# 천만에요



## idialegre

In an article about a man who drove all the way from Korea to Portugal in a minibus with his wife and three kids, I read this exchange:

“아이들이 세계 곳곳을 누비고 왔으니 영어는 잘하겠지요?” 최씨는 “천만에요. 그냥 놀러 갔다 왔는데요. 같은 또래보다 뒤졌어요”라고 답한다. 그 역시 1년 넘게 별다른 직업 없이 지내고 있다. 하지만 뿌듯하다.

I don't quite understand the usage of 천만에요 here.  I'm familiar with it as a response to 감사합니다 (or similar expressions of thanks,) but that doesn't seem to be the case here. Can someone tell me what the best English translation for it would be in this situation?


----------



## Kross

Your kids must speak English very well because they traveled all around the globe?

No way(천만에요).

The general idea behind the 천만에요 expression is a denial to what has been mentioned just before. So it can work for both situations.


----------



## idialegre

Thanks!


----------



## 조금만

Kross said:


> Your kids must speak English very well because they traveled all around the globe?
> 
> No way(천만에요).
> 
> The general idea behind the 천만에요 expression is a denial to what has been mentioned just before. So it can work for both situations.

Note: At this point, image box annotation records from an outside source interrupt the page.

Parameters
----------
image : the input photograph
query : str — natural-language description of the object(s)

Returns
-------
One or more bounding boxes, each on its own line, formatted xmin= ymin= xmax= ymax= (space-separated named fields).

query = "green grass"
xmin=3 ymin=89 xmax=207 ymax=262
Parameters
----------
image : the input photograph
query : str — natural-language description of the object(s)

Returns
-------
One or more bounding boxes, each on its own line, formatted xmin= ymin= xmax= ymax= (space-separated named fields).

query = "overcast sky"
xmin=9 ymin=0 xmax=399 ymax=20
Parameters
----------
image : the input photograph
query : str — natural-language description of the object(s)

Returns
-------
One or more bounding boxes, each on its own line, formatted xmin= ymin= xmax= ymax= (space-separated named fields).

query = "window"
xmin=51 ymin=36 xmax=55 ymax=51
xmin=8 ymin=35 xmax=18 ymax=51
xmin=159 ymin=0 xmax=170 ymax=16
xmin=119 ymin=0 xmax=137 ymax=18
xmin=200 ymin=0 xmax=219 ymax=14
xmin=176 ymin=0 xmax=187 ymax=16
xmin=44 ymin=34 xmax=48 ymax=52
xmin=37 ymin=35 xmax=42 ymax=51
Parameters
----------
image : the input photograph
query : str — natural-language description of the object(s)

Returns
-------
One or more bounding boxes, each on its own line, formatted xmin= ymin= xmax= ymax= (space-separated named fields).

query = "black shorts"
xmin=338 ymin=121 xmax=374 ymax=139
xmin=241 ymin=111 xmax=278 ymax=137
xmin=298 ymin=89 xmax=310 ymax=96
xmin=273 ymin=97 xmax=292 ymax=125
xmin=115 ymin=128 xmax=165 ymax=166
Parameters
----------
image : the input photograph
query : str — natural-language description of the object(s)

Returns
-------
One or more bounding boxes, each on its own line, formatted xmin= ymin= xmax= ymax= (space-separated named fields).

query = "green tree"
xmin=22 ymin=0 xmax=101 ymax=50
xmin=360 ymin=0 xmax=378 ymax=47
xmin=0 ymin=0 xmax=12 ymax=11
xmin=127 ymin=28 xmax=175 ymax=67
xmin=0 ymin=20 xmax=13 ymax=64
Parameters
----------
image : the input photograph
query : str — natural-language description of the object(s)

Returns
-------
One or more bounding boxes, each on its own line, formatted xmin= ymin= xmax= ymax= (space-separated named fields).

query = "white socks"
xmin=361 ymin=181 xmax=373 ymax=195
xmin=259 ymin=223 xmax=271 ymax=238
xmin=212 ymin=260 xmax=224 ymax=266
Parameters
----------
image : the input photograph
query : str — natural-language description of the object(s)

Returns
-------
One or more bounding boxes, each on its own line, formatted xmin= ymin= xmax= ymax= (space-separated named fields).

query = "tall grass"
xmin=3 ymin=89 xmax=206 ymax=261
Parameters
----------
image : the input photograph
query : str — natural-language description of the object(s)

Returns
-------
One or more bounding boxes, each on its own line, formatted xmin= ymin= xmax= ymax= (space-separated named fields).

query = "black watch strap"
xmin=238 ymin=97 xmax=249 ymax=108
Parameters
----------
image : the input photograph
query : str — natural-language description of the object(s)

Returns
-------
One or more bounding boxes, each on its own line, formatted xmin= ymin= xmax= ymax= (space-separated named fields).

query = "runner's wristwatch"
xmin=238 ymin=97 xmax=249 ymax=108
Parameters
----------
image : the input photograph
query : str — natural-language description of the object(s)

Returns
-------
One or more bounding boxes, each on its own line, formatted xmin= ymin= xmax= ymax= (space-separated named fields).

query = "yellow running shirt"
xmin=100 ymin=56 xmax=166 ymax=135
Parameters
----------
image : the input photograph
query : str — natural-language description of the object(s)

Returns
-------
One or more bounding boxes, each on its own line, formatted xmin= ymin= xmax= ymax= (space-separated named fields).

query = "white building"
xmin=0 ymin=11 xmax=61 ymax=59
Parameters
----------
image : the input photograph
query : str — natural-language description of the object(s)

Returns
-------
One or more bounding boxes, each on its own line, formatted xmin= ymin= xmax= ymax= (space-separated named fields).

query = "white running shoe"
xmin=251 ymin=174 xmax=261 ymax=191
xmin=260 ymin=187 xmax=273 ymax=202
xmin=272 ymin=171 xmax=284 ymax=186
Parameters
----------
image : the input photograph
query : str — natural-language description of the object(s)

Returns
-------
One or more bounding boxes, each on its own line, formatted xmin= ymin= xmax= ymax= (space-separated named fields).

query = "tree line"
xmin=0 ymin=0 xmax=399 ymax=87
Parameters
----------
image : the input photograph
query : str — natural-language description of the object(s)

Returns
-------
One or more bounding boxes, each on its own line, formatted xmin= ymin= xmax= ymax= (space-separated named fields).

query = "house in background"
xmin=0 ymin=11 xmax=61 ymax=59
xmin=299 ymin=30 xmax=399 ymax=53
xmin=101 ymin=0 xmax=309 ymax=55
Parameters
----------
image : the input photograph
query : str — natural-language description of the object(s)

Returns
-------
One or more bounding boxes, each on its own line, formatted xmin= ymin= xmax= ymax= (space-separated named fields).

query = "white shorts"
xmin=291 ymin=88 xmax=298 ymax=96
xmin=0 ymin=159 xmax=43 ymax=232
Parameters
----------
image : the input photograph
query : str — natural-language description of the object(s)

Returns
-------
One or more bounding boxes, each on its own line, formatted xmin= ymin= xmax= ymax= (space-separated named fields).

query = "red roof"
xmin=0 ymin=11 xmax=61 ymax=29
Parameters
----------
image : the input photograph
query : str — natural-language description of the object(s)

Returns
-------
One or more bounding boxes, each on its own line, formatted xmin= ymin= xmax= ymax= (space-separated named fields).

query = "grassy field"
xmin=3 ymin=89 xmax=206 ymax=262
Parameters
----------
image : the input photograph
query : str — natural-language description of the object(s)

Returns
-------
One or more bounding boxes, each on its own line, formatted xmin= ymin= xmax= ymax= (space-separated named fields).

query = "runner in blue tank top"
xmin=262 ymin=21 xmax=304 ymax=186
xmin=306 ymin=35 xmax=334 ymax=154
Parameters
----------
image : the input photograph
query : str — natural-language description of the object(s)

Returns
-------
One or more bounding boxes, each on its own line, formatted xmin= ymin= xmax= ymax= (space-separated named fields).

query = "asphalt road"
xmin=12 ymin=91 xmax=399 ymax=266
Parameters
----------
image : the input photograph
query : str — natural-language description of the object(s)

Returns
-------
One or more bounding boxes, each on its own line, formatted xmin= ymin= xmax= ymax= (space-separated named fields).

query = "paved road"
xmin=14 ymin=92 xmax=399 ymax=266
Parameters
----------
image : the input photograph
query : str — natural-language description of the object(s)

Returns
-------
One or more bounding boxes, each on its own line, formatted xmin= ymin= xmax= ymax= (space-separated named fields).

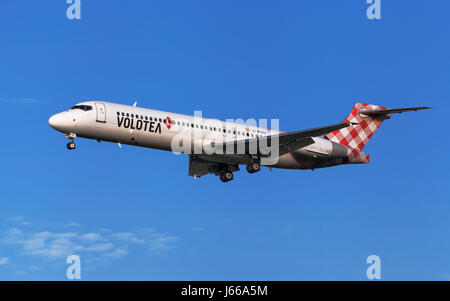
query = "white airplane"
xmin=49 ymin=101 xmax=430 ymax=182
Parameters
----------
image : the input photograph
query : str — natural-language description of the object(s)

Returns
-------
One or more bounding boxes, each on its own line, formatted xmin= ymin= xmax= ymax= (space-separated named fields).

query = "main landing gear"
xmin=220 ymin=170 xmax=234 ymax=183
xmin=66 ymin=133 xmax=76 ymax=150
xmin=247 ymin=161 xmax=261 ymax=173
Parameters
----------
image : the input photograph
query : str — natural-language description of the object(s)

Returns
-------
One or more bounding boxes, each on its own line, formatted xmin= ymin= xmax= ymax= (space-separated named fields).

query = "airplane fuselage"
xmin=49 ymin=101 xmax=358 ymax=175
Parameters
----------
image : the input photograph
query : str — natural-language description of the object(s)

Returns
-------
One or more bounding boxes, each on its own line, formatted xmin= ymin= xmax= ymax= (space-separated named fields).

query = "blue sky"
xmin=0 ymin=0 xmax=450 ymax=280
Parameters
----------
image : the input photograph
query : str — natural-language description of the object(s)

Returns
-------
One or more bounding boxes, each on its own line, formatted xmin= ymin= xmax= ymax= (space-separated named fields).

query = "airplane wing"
xmin=360 ymin=107 xmax=431 ymax=116
xmin=215 ymin=122 xmax=357 ymax=156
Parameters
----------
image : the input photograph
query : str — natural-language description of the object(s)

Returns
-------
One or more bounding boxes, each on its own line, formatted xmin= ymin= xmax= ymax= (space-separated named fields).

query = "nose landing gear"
xmin=247 ymin=162 xmax=261 ymax=173
xmin=66 ymin=141 xmax=75 ymax=150
xmin=220 ymin=170 xmax=234 ymax=183
xmin=66 ymin=133 xmax=76 ymax=150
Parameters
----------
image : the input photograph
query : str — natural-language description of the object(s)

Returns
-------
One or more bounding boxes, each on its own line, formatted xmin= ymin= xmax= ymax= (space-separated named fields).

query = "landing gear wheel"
xmin=220 ymin=171 xmax=234 ymax=183
xmin=66 ymin=141 xmax=75 ymax=150
xmin=247 ymin=162 xmax=261 ymax=173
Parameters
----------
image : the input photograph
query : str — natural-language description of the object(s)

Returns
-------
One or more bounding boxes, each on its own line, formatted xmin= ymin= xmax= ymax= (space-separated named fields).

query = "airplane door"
xmin=95 ymin=102 xmax=106 ymax=122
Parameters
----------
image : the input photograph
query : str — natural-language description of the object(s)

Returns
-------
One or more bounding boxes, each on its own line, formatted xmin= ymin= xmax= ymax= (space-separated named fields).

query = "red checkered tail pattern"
xmin=327 ymin=103 xmax=390 ymax=155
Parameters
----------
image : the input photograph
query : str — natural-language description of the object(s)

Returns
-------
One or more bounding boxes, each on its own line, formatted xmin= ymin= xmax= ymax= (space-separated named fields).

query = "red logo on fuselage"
xmin=164 ymin=116 xmax=173 ymax=130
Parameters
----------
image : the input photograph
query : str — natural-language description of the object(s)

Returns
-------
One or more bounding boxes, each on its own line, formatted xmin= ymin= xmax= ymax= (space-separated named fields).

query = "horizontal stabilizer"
xmin=359 ymin=107 xmax=431 ymax=116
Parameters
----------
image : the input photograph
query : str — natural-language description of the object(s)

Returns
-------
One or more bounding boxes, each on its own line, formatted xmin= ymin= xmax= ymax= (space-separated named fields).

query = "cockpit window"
xmin=70 ymin=105 xmax=92 ymax=112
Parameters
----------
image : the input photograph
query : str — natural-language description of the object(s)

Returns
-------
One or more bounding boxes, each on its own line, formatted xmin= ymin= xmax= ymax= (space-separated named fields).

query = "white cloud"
xmin=0 ymin=97 xmax=44 ymax=104
xmin=65 ymin=222 xmax=81 ymax=227
xmin=80 ymin=233 xmax=101 ymax=241
xmin=106 ymin=247 xmax=128 ymax=258
xmin=189 ymin=226 xmax=204 ymax=232
xmin=84 ymin=242 xmax=114 ymax=252
xmin=0 ymin=221 xmax=179 ymax=261
xmin=0 ymin=257 xmax=9 ymax=265
xmin=149 ymin=233 xmax=179 ymax=252
xmin=113 ymin=232 xmax=145 ymax=244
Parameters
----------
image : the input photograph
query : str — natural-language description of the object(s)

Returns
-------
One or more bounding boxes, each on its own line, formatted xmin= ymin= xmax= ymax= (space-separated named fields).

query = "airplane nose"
xmin=48 ymin=113 xmax=68 ymax=131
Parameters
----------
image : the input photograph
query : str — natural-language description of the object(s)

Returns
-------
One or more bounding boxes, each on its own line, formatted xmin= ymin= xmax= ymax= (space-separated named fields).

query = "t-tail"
xmin=326 ymin=103 xmax=431 ymax=163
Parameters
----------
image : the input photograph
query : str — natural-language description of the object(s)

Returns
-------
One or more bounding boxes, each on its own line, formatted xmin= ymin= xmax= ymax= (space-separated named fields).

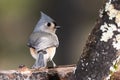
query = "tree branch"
xmin=0 ymin=65 xmax=75 ymax=80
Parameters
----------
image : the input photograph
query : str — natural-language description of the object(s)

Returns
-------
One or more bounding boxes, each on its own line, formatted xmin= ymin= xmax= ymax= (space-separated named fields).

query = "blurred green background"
xmin=0 ymin=0 xmax=103 ymax=70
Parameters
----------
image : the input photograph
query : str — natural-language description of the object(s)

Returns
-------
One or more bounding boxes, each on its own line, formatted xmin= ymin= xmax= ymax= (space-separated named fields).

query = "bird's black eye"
xmin=47 ymin=22 xmax=51 ymax=27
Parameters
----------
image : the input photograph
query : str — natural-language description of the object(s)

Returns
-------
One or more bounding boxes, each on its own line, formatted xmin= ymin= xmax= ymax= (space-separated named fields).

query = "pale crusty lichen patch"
xmin=101 ymin=3 xmax=120 ymax=27
xmin=100 ymin=23 xmax=117 ymax=42
xmin=100 ymin=0 xmax=120 ymax=80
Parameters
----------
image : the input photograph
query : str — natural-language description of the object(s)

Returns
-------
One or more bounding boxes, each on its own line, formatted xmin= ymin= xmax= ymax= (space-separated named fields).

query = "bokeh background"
xmin=0 ymin=0 xmax=103 ymax=70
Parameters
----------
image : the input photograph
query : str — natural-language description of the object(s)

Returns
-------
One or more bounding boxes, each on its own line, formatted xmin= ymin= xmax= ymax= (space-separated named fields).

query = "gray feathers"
xmin=27 ymin=31 xmax=59 ymax=52
xmin=33 ymin=12 xmax=54 ymax=32
xmin=27 ymin=12 xmax=59 ymax=68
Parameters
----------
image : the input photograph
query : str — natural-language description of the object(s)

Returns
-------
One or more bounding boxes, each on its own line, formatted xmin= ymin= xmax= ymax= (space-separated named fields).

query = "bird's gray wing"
xmin=28 ymin=32 xmax=59 ymax=51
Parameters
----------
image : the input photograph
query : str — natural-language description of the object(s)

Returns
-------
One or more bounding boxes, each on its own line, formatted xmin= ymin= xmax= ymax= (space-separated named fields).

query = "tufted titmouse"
xmin=27 ymin=12 xmax=60 ymax=68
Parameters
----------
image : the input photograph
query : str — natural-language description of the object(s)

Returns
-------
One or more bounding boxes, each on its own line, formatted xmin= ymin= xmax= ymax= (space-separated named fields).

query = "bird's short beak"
xmin=55 ymin=26 xmax=60 ymax=29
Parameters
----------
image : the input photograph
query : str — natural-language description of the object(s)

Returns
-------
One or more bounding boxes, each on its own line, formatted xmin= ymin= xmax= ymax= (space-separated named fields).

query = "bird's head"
xmin=33 ymin=12 xmax=60 ymax=33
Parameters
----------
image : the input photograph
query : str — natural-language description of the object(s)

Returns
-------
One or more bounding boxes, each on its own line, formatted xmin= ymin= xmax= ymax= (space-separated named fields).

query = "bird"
xmin=27 ymin=12 xmax=60 ymax=68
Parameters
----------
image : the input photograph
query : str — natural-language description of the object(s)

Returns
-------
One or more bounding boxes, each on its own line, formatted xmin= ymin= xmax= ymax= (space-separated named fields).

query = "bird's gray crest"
xmin=33 ymin=12 xmax=54 ymax=32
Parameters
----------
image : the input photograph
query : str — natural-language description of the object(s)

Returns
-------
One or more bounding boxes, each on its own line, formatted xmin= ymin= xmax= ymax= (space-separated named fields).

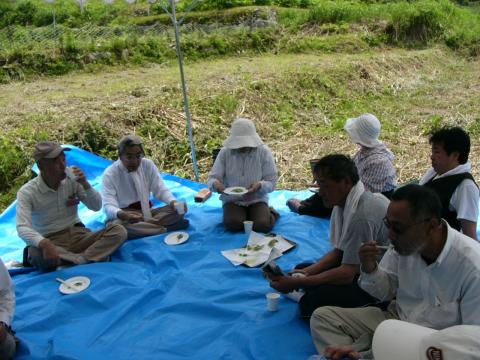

"No way" is a bit too abrupt as a translation though. It sounds like a rather rude claim that the conversation partner has just said something ridiculous or outrageous. To capture the tone of the Korean in this use of the expression, we need something like "I wouldn't say that", or "Not really". (then : "They've just been on a few vacation trips / They've only been abroad as tourists").


----------